The following items at are listed by Poland's National Institute of Cultural Heritage on the Registry of Cultural Property:
- wooden coal crane – the only one in Europe
- gate control room from around 1942
- turntable from the 1890s, rebuilt in the first half 20th century
- water tower from around 1905
- the fan locomotive shed with workshops from 1875, rebuilt in 1888, 1894–1895, 1914, 1922 and 1940 with 23 stalls, and the fan locomotive shed with a locomotive repair hall and workshops from 1908 to 1910, rebuilt around 1915 and 1941–1942, which has 24 stands, which gives a total of 47 stands, which makes it the largest fan hall in Europe
- night shelter from 1898 to 1899, rebuilt in 1913–1914 and 1940–1941
- warehouse from 1941 to 1942, rebuilt around 1944
- central heating boiler room from 1941 to 1942
- diesel power plant with switchboard and transformer from 1941 to 1942
- material and oil warehouse from 1942 to 1943
- a set of technical equipment for steam locomotives from 1941 to 1943
- wagon shed from 1941 to 1942

==Locomotives==
In its heyday, the Gniezno locomotive shed operated several dozen steam locomotives. The series used include:

- Passenger: Ok1, Ok22, Ol49
- Freight: Ty1, Ty23, Ty2/Ty42, Ty3/Ty43, Ty45, TKi3, Tp3, Tp4, TKt48
- Express: Pd5
- Narrow-gauge (used on the Gniezno Narrow Gauge Railway): Tx1, Tx5, Txb5, Tx23, Tx28, Tw1, Py1, Px2, Px27, Px29, Px48

The locomotive shed also operated diesel locomotives (standard and narrow gauge) and electric:
- Standard gauge diesel: SM03, SM42, ST43, ST44, SP45
- Narrow gauge diesel: Lyd1, Lxd2
- Electric: ET22

==Tourism==
Since 2015, the locomotive shed has been made available to tourists by the Gniezno Roundhouse Association. The tourist route includes a passage among the most important buildings of the complex, as well as the entrance to the fan hall, where a historical exhibition has been arranged.
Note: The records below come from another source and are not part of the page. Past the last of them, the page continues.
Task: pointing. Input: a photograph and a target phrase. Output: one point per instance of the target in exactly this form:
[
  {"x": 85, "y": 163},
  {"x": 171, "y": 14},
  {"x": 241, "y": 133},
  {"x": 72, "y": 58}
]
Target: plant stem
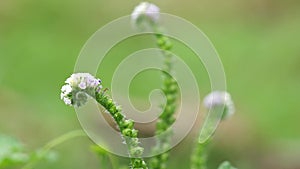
[{"x": 166, "y": 119}]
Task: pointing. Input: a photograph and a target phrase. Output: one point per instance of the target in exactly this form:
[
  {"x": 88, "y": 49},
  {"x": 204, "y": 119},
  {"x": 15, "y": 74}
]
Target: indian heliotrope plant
[
  {"x": 148, "y": 14},
  {"x": 217, "y": 102},
  {"x": 81, "y": 86}
]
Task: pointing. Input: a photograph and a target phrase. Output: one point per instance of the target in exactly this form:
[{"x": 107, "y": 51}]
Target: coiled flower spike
[
  {"x": 76, "y": 91},
  {"x": 145, "y": 11}
]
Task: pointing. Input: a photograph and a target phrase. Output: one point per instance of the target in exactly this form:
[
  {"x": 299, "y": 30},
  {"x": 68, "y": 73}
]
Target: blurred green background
[{"x": 258, "y": 43}]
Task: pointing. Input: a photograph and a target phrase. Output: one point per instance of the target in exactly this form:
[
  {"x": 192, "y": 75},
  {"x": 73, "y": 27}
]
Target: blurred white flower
[
  {"x": 78, "y": 87},
  {"x": 220, "y": 99},
  {"x": 145, "y": 10}
]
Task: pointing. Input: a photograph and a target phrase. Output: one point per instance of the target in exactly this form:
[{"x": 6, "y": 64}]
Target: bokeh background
[{"x": 258, "y": 43}]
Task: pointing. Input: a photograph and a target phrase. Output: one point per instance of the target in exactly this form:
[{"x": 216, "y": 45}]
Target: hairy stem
[
  {"x": 127, "y": 131},
  {"x": 166, "y": 119}
]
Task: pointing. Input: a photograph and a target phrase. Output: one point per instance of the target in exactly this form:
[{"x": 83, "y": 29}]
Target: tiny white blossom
[
  {"x": 220, "y": 98},
  {"x": 67, "y": 101},
  {"x": 82, "y": 85},
  {"x": 145, "y": 10},
  {"x": 78, "y": 87},
  {"x": 66, "y": 89}
]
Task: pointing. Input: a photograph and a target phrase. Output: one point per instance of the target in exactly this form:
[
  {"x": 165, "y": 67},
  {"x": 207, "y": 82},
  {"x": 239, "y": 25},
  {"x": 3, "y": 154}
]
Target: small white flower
[
  {"x": 145, "y": 10},
  {"x": 78, "y": 87},
  {"x": 220, "y": 98},
  {"x": 66, "y": 89}
]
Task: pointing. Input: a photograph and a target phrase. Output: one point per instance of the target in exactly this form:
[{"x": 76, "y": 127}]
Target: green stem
[
  {"x": 127, "y": 130},
  {"x": 53, "y": 143},
  {"x": 199, "y": 156},
  {"x": 166, "y": 119}
]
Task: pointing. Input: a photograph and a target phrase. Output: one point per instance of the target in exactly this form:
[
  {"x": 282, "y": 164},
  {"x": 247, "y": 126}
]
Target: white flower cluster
[
  {"x": 220, "y": 98},
  {"x": 79, "y": 87},
  {"x": 145, "y": 10}
]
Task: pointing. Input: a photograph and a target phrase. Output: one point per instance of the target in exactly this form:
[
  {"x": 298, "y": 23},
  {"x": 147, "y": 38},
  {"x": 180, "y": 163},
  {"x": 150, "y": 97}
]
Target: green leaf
[{"x": 226, "y": 165}]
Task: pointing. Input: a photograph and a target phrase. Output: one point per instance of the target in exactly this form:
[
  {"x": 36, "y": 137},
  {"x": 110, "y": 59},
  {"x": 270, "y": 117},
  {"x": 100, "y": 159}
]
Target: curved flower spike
[
  {"x": 78, "y": 87},
  {"x": 145, "y": 11},
  {"x": 218, "y": 99}
]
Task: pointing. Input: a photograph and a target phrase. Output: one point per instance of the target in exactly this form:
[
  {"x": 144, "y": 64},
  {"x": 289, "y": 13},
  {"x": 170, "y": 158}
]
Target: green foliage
[
  {"x": 11, "y": 152},
  {"x": 226, "y": 165}
]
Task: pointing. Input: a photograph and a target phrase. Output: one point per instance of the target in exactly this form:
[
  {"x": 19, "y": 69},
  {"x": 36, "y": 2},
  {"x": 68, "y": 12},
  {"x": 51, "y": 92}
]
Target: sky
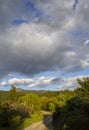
[{"x": 44, "y": 44}]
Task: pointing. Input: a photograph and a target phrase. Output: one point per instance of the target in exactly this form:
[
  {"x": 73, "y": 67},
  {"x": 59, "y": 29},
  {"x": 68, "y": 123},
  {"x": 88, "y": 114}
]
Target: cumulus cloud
[
  {"x": 45, "y": 44},
  {"x": 34, "y": 82}
]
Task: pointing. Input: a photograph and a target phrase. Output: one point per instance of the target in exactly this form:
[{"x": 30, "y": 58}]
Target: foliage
[
  {"x": 31, "y": 102},
  {"x": 74, "y": 113}
]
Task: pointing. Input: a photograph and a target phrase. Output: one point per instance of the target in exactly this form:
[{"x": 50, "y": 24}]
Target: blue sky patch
[
  {"x": 18, "y": 21},
  {"x": 75, "y": 4}
]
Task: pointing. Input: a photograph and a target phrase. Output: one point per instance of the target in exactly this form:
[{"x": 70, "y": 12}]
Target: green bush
[{"x": 15, "y": 121}]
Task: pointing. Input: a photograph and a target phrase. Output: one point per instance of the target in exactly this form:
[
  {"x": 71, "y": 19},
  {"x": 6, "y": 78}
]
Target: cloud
[
  {"x": 75, "y": 4},
  {"x": 46, "y": 44},
  {"x": 32, "y": 82}
]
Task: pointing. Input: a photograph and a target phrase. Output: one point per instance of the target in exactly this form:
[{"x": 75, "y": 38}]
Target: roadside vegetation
[{"x": 21, "y": 108}]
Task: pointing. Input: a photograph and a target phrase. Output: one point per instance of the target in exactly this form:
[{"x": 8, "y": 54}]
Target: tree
[
  {"x": 31, "y": 102},
  {"x": 13, "y": 94}
]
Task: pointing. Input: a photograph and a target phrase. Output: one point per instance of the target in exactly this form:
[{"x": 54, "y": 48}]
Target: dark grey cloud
[{"x": 44, "y": 44}]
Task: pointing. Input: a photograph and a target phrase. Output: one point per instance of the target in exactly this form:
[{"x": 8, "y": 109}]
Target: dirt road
[{"x": 46, "y": 124}]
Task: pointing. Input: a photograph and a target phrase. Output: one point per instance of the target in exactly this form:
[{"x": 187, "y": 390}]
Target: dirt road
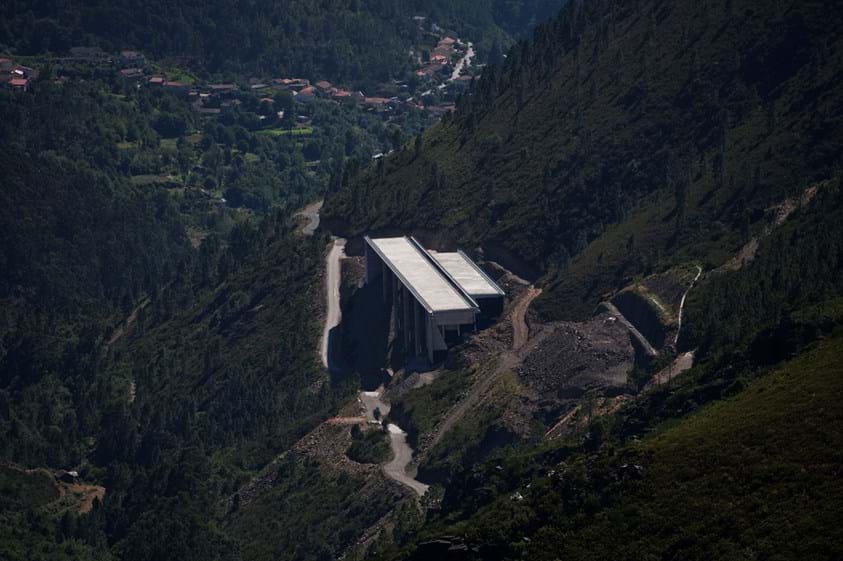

Since 2010, the steam locomotive shed has been hosting "Steam Days" in May, which aim to popularize the history of the facility. The main event of the program is a guided tour of the locomotive shed, which is visited by several thousand people every year. The event also includes performances, cinema screenings, concerts, lectures, shows and special train rides. In 2010, a contemporary music festival was organized in the locomotive shed entitled CanDID Audiovisual Festival 2010.